2,000 New Friends come a knockin' at my door!

They're here! 

2,000 of my new best friends have arrived USPS Priority Mail and I couldn't be happier!

Now before I introduce you let's back up a few weeks when I decided to jump on the homesteading wagon. Keep in mind I'm basically starting from scratch out here in suburbia so I'm reading everything I can get my hands on and one thing that kept coming up in my reading was composting.

So with a few tips from gardening book and YouTube videos I figured if I was gonna do this right and help amend this Oklahoma red dirt that's harder than a brick, I'd need a little help. OK, change that to a lot of help! new best friends. Red Wiggler Worms!

In my research I learned Red Wigglers were the best for composting.  Frankly they seem a bit like slithering little vampires...they don't like light, and are blood  veggie thirsty critters with voracious appetites and the weirdly cool thing about them is that what they excrete is pure gold for us gardeners. Sounds gross I know, but when you live with 2 teenage sons, nothing grosses you out, least of all worm poo.

Now I'm all for organic, no pesticides and adding as much back into the garden as possible the all natural way. And since I'm not the squeamish sort and thought those little dudes were rather cool considering all they'd be doing to help a new gardener like myself out, I knew I had to have me some new friends.

About the same time I started saving all of my food scraps. No meat. No grease. No Cheetos, just good old fruit and veggie scraps. Oh! And I learned those little stickers you get on your know the ones, well, worms don't like those, so they hit the trashcan. But all the yummy food that worms like to eat, got tossed into my temporary worm bin.

To set up my worm bin, I took an old clear shallow plastic bin (24x15x5) threw it into a big black yard waste trash bag, layered it with damp torn newspaper shreds, about a half gallon of organic soil and then started adding food scraps to the bin.

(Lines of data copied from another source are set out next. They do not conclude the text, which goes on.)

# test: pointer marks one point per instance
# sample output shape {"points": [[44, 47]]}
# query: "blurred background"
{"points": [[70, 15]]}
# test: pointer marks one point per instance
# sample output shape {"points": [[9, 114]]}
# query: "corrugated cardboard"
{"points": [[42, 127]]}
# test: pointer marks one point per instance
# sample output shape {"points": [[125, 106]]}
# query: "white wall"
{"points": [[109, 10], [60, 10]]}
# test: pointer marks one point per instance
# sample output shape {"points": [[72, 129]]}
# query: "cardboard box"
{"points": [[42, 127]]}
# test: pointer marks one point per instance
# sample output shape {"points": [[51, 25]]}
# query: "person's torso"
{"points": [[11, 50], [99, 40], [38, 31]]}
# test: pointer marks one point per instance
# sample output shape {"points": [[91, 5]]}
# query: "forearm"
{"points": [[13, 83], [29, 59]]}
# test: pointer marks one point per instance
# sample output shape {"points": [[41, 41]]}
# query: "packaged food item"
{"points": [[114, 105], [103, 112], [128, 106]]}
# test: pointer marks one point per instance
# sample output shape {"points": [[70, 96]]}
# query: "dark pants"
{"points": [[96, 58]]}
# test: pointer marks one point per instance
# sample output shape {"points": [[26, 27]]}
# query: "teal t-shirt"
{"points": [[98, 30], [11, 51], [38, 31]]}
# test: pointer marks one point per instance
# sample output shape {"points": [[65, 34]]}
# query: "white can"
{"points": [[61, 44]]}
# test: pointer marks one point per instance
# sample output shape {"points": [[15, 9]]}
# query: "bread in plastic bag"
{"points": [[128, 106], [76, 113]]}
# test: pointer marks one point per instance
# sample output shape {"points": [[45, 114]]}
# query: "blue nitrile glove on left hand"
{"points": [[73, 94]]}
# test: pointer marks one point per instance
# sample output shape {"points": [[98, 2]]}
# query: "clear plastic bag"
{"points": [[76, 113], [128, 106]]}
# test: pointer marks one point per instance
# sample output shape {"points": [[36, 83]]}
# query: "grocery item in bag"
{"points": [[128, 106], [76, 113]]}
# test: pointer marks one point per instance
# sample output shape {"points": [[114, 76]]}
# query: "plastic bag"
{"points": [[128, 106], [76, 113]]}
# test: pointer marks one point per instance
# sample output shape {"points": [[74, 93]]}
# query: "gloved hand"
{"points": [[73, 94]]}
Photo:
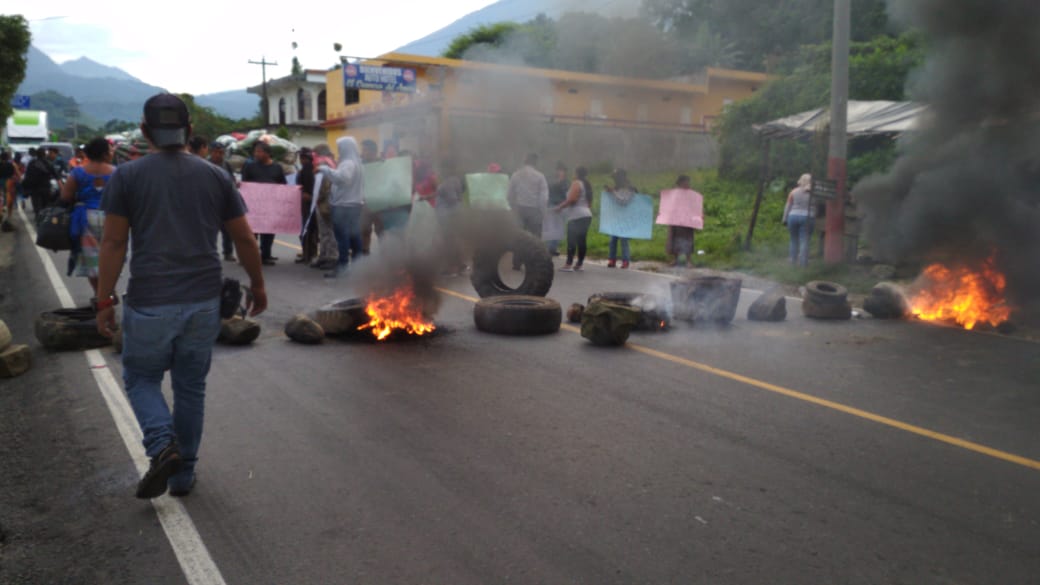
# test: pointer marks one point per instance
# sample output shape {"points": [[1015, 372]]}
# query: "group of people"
{"points": [[32, 175]]}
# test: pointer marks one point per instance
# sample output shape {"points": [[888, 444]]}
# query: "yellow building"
{"points": [[473, 113]]}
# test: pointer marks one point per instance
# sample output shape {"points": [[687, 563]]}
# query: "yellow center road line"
{"points": [[851, 410]]}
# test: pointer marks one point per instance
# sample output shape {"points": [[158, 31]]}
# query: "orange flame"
{"points": [[400, 311], [965, 296]]}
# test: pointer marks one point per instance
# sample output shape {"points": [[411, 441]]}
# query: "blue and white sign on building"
{"points": [[379, 78]]}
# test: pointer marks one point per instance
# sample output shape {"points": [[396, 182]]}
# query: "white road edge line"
{"points": [[184, 538]]}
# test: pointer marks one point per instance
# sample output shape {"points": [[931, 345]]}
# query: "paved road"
{"points": [[802, 452]]}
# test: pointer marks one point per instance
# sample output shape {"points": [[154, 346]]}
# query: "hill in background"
{"points": [[514, 10], [107, 93]]}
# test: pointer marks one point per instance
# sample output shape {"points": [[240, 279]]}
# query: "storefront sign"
{"points": [[379, 78]]}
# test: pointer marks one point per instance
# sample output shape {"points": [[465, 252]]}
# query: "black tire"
{"points": [[342, 316], [656, 318], [827, 311], [518, 314], [823, 293], [70, 330], [534, 256]]}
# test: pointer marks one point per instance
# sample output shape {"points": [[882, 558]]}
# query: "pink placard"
{"points": [[273, 208], [681, 207]]}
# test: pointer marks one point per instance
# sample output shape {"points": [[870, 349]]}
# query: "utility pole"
{"points": [[263, 62], [836, 163]]}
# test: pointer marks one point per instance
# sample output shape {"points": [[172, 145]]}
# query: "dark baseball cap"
{"points": [[167, 120]]}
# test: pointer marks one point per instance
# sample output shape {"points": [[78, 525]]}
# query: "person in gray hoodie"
{"points": [[347, 198]]}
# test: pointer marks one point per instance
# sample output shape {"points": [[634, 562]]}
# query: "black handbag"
{"points": [[232, 297], [52, 228]]}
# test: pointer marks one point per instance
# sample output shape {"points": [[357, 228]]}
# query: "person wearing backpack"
{"points": [[39, 175], [84, 187]]}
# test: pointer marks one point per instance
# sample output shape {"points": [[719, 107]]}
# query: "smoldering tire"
{"points": [[518, 314], [534, 256]]}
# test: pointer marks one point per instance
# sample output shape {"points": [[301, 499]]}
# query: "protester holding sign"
{"points": [[263, 170], [576, 209], [553, 226], [347, 198], [680, 238], [528, 198], [622, 193]]}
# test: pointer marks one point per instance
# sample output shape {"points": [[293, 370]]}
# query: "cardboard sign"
{"points": [[633, 221], [682, 208], [388, 183], [271, 208], [488, 191]]}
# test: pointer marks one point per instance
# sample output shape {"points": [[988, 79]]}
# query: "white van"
{"points": [[26, 128]]}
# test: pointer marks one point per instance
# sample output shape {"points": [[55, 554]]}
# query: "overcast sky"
{"points": [[199, 47]]}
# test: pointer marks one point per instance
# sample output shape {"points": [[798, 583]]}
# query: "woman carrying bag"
{"points": [[83, 188]]}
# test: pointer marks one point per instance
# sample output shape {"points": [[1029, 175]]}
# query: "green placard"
{"points": [[488, 191], [26, 118], [388, 183]]}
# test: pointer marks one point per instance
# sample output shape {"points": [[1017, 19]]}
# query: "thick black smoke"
{"points": [[967, 185]]}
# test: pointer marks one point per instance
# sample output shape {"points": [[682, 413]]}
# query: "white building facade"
{"points": [[296, 103]]}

Now I've read that worms like when food starts to rot. Something to do with bacteria and all that jazz. So I started this food bin about a week before the worms actually arrived in order to get the decomposition going. I made sure everything was slightly damp, not soaking wet and then popped the lid on, put it in the garage to percolate a bit.

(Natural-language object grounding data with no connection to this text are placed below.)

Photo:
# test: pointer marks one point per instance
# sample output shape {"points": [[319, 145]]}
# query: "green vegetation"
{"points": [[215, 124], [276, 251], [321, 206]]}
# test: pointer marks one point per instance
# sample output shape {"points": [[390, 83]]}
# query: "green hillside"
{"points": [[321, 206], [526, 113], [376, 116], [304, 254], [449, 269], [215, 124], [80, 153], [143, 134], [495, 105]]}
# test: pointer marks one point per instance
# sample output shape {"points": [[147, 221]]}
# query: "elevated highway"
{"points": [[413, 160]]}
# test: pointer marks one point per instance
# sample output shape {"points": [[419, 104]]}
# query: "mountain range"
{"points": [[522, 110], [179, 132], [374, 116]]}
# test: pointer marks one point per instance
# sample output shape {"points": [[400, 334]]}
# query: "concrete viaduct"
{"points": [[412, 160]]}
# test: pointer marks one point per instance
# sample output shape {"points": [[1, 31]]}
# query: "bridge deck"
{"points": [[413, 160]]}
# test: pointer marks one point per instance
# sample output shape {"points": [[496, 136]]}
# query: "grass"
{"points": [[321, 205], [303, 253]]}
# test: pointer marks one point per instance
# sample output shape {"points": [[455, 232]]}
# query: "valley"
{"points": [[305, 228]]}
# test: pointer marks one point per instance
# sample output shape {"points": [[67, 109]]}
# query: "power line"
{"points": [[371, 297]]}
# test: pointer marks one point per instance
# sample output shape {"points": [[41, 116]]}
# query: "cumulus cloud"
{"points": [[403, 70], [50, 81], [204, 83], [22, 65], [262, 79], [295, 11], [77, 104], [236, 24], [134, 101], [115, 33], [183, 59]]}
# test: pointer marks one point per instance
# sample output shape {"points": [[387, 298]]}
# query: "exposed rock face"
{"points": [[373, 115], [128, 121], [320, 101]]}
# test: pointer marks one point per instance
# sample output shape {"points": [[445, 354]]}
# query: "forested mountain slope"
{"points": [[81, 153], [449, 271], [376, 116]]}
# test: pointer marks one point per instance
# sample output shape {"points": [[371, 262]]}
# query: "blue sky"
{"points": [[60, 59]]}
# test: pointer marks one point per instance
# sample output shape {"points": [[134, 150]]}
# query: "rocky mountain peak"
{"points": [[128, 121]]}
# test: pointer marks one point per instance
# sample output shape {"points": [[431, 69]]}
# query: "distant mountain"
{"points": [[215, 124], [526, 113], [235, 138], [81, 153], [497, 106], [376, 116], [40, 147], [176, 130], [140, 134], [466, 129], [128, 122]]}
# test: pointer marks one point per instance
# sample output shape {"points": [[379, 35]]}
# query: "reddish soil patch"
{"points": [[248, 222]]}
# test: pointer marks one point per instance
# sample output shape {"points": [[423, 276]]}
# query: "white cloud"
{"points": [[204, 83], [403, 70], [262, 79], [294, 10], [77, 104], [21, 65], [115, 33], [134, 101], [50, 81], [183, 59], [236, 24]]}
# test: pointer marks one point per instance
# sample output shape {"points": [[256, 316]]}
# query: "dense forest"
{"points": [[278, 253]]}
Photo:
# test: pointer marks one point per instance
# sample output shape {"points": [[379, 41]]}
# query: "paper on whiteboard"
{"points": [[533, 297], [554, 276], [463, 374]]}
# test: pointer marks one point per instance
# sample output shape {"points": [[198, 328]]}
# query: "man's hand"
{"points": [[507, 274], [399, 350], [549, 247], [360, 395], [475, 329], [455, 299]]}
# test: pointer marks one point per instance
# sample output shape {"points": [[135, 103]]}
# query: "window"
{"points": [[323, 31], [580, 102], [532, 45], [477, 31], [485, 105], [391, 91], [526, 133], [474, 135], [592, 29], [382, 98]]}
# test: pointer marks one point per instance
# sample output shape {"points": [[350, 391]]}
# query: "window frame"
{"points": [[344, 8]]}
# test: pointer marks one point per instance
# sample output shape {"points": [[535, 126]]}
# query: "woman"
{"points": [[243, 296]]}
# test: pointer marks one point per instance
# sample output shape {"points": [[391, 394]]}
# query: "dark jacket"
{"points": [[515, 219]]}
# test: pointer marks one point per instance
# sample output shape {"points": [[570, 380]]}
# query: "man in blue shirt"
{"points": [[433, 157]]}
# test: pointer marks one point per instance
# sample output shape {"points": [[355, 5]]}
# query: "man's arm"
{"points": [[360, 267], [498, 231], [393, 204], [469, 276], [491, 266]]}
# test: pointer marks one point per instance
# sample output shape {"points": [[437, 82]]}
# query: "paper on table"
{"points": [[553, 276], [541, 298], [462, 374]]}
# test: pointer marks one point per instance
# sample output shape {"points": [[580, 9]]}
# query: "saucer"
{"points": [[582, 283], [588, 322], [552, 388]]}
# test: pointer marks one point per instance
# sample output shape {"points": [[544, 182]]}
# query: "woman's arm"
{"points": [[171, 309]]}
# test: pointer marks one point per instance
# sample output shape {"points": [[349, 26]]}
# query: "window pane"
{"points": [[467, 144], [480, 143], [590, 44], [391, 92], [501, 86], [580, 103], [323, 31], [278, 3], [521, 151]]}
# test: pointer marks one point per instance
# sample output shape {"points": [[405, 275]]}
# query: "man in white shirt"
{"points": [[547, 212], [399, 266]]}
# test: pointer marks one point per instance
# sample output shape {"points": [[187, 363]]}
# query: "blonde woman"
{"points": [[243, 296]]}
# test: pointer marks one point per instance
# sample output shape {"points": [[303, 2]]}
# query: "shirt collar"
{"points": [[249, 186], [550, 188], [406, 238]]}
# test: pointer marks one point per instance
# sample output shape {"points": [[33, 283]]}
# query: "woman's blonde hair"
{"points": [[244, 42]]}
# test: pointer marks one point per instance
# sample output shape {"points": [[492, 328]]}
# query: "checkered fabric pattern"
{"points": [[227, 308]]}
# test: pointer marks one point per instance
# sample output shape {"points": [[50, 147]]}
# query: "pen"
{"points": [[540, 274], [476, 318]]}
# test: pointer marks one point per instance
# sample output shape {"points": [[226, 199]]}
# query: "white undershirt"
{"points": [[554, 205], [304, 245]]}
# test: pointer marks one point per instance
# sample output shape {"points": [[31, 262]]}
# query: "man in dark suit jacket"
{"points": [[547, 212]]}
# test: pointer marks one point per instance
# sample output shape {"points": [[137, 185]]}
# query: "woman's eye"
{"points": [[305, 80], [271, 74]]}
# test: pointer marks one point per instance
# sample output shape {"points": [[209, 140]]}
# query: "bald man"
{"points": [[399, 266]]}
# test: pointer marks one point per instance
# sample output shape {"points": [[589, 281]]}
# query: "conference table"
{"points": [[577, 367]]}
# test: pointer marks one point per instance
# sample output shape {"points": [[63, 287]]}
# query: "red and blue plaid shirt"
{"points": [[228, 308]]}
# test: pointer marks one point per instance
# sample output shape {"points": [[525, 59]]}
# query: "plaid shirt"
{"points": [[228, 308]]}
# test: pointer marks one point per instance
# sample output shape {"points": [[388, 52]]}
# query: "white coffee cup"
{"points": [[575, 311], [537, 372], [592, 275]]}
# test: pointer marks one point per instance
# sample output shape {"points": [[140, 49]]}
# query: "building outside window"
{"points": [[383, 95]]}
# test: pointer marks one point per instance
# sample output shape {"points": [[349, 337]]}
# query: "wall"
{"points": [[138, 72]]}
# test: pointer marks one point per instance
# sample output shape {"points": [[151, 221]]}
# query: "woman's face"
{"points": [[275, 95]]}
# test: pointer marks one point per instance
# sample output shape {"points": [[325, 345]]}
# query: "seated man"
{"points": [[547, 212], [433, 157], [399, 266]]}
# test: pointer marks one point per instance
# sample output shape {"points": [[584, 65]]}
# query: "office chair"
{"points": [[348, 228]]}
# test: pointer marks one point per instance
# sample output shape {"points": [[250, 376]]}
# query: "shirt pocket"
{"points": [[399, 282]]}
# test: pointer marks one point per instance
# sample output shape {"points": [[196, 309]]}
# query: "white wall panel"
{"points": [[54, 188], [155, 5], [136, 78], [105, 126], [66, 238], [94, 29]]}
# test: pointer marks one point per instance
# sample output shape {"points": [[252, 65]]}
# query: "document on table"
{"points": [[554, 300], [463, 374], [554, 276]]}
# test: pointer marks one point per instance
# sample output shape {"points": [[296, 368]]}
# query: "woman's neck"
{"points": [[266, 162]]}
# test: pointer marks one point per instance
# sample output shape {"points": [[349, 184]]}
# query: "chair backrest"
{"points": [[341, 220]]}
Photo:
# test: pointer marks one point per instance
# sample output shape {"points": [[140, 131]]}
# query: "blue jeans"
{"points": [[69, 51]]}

With the compost cooking I needed worms. 

I hit my local nurseries first but who knew no one carried worms in the winter. What? Worms go on vacation? They diet in the winter? I don't get it! Not a single worm to be had. That's ridiculous! A worm's gotta eat! And I've got garbage to feed them...why can't I buy worms in the winter? That's just weird.

Oh well, back to square one. The 'net.

Within minutes I found my worm source. Uncle Jim's Worm Farm.

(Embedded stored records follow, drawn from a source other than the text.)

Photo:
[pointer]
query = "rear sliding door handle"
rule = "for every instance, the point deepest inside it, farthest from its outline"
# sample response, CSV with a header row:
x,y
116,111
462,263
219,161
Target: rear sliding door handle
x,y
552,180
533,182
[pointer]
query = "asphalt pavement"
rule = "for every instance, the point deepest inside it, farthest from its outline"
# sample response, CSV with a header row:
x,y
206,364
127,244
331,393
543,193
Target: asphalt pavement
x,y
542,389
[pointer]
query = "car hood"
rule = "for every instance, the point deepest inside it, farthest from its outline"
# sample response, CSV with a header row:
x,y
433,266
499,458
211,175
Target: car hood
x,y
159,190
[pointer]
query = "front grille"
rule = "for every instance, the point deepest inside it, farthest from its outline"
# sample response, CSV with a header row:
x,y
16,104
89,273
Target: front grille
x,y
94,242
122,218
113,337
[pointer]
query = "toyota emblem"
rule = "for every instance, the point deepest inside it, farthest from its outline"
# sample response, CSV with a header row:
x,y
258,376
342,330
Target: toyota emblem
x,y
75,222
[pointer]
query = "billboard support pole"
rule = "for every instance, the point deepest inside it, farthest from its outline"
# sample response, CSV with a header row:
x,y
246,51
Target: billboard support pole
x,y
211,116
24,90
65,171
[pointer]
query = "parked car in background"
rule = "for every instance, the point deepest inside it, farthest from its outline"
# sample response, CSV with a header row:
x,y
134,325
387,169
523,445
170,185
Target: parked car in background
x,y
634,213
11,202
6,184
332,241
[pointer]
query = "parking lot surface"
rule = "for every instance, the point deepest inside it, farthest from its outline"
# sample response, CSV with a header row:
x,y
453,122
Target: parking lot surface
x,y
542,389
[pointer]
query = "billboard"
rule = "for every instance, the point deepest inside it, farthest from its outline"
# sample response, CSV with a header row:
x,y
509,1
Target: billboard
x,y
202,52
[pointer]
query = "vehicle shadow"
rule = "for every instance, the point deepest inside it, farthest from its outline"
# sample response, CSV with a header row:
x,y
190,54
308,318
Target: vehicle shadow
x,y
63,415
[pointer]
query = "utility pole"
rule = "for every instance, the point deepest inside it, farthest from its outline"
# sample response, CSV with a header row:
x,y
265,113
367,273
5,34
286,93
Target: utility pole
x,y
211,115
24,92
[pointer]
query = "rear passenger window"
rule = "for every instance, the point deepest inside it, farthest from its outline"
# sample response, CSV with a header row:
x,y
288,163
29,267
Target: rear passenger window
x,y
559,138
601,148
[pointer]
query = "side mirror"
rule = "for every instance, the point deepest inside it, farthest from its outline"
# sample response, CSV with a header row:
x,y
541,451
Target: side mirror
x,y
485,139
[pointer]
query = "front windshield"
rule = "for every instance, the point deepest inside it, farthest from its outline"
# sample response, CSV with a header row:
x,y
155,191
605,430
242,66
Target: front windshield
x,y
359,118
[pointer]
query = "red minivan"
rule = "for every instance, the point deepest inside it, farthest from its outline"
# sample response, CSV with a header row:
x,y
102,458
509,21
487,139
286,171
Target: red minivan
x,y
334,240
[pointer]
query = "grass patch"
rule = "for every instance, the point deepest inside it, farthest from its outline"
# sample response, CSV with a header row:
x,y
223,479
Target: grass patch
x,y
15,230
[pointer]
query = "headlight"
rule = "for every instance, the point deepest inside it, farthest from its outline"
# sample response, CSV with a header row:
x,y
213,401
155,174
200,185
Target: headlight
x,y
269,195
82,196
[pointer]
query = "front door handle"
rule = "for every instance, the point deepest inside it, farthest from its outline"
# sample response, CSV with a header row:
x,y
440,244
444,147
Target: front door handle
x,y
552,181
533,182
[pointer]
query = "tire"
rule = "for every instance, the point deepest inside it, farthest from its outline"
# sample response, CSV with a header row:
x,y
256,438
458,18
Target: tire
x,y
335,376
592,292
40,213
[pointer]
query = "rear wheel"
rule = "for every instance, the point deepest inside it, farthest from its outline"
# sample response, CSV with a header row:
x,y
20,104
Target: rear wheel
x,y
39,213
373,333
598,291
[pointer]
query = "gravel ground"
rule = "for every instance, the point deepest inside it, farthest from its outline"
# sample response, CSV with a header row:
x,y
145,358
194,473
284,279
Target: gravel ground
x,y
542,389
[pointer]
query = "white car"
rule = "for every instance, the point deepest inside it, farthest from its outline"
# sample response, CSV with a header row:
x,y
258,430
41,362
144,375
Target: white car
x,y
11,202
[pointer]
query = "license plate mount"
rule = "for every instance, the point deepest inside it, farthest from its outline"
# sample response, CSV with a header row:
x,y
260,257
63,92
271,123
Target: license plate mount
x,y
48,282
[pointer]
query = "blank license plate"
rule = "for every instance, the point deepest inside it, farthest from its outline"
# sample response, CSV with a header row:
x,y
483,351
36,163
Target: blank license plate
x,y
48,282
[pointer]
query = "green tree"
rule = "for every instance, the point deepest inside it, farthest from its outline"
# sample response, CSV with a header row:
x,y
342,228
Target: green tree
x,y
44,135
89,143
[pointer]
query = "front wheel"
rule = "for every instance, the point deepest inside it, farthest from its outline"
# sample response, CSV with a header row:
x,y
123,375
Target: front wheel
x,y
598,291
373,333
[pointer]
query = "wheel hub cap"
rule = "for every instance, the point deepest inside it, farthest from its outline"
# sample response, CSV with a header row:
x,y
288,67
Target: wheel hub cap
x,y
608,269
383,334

Now here's the cool thing. Apparently there are sales on worms in the winter. Yep. And there are discount codes for additional money off. Love that!  So I placed my order and a few days later, shipped Priority Mail, my vampire Red Wiggler worms showed up in a peat packed breathable bag.

 I followed the directions just as Uncle Jim suggested and got the worms transferred to their new home with nary a problem. And so far it would seem that everyone is happy!

I want to encourage everyone to start a worm bin.  If you want compost that is pure heaven's nectar for your veggies and flowers, get a bin, save your scraps and order your own set of vampires! Your plants will love you! And frankly these little dudes are so cool to watch.